Ahmedabad: The mass-marriage of many young girls on March 11 is likely to usher in a social revolution in the lives of women of Sarania community in Vadia village of Banaskantha district, where prostitution is a "tradition" and a means to earn bread for their families.

Vadia is a small village in Tharad block of Banaskantha, about 210 km from here, comprising of people from Sarania community, a de-notified tribe (DNT). For women here, flesh trade has been a norm for generations in the community. Vadia is also referred to as village of prostitutes by many.

All women of the community, which have their roots mostly in Mewad region of Rajasthan, have given into prostitution, willingly or unwillingly due to various reasons like social pressure, poverty and coercion. The men of the families often live off their women`s income and also bring clients for them.

The marriage of girls from this community has become a reality after over five years of concerted efforts by an NGO called Vicharta Samuday Samarthan Manch (VSSM).

"Marriage means that the young girls will be saved from the traditional profession of prostitution. As per norms here, once the girl gets married or engaged, she cannot be forced into flesh trade," co-ordinator of VSSM Mittal Patel told PTI.

"In initial invitations sent out for the mass-marriage we had mentioned seven young girls will get married, while eight others will get engaged. But as of today there are eight girls who will wed and 24 have agreed to get engaged on that day," Patel said.

"These marriages are likely to bring about a social revolution for the women of this community and would be beginning of the end of a regressive tradition that they have been following since generations," she added.

The members of VSSM have convinced boys from the community to marry the girls by building trust among them. It is believed that there are around 100 women from the village who are active in the flesh trade.

"We never told them (the women) that what they were doing was wrong. There was no point as they hardly had two square meals a day. What we did was to give them other options of earning livelihood, like setting up borewell for irrigation water, training them in skilled work and others," Patel said. "The situation has improved since 2006 when we started work in the village," she added.

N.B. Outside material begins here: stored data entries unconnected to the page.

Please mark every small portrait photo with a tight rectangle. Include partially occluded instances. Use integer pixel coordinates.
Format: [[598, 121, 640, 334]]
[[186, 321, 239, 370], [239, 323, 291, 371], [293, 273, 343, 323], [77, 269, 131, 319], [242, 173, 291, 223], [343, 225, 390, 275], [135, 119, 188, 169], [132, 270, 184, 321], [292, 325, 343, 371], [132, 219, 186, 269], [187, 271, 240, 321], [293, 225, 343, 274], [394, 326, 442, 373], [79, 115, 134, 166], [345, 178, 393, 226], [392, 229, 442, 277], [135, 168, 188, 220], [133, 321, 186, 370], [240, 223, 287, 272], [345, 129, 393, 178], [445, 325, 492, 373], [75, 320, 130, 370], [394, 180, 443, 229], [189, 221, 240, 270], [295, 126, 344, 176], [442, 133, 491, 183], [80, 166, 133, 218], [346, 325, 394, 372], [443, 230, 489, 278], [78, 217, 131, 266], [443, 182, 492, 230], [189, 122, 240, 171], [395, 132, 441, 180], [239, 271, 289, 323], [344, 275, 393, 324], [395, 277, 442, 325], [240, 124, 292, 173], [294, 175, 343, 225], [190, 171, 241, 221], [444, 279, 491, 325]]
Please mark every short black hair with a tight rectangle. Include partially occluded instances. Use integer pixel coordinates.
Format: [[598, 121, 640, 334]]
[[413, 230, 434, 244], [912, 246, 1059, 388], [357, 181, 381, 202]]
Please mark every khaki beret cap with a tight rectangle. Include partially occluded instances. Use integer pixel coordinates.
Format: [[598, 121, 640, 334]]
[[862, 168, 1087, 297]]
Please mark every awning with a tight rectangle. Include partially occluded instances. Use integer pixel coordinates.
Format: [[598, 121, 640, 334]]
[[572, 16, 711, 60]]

Even the government has extended support to this event and promised rehabilitation programmes for the women of the Sarania community. "The marriage of these young girls is going to bring a a sea change among women of Sarania community. It will benefit them immensely," Banaskantha District Collector J B Vora told PTI.

"This is a significant event as it attempts to bring the community into the main stream. We shall continue support to the organisations working for these women," Vora said. Vora also said that they are also planning new rehabilitation programmes for Sarania women. Though there have been earlier attempts by the state government and NGOs to get the women out of sex trade, they have failed due various reasons, he added.

The Sarania community originally hails from Rajasthan. It is believed that their ancestors worked with the royal armies, making arms for them and ensuring that the weapons remained in good condition all throughout. The army would always be on the move, and so the Sarania community also moved with it.

After the community moved to Gujarat they took to the occupation of sharpening knives and thus they got the name from `saran` – an instrument to sharpen the knives.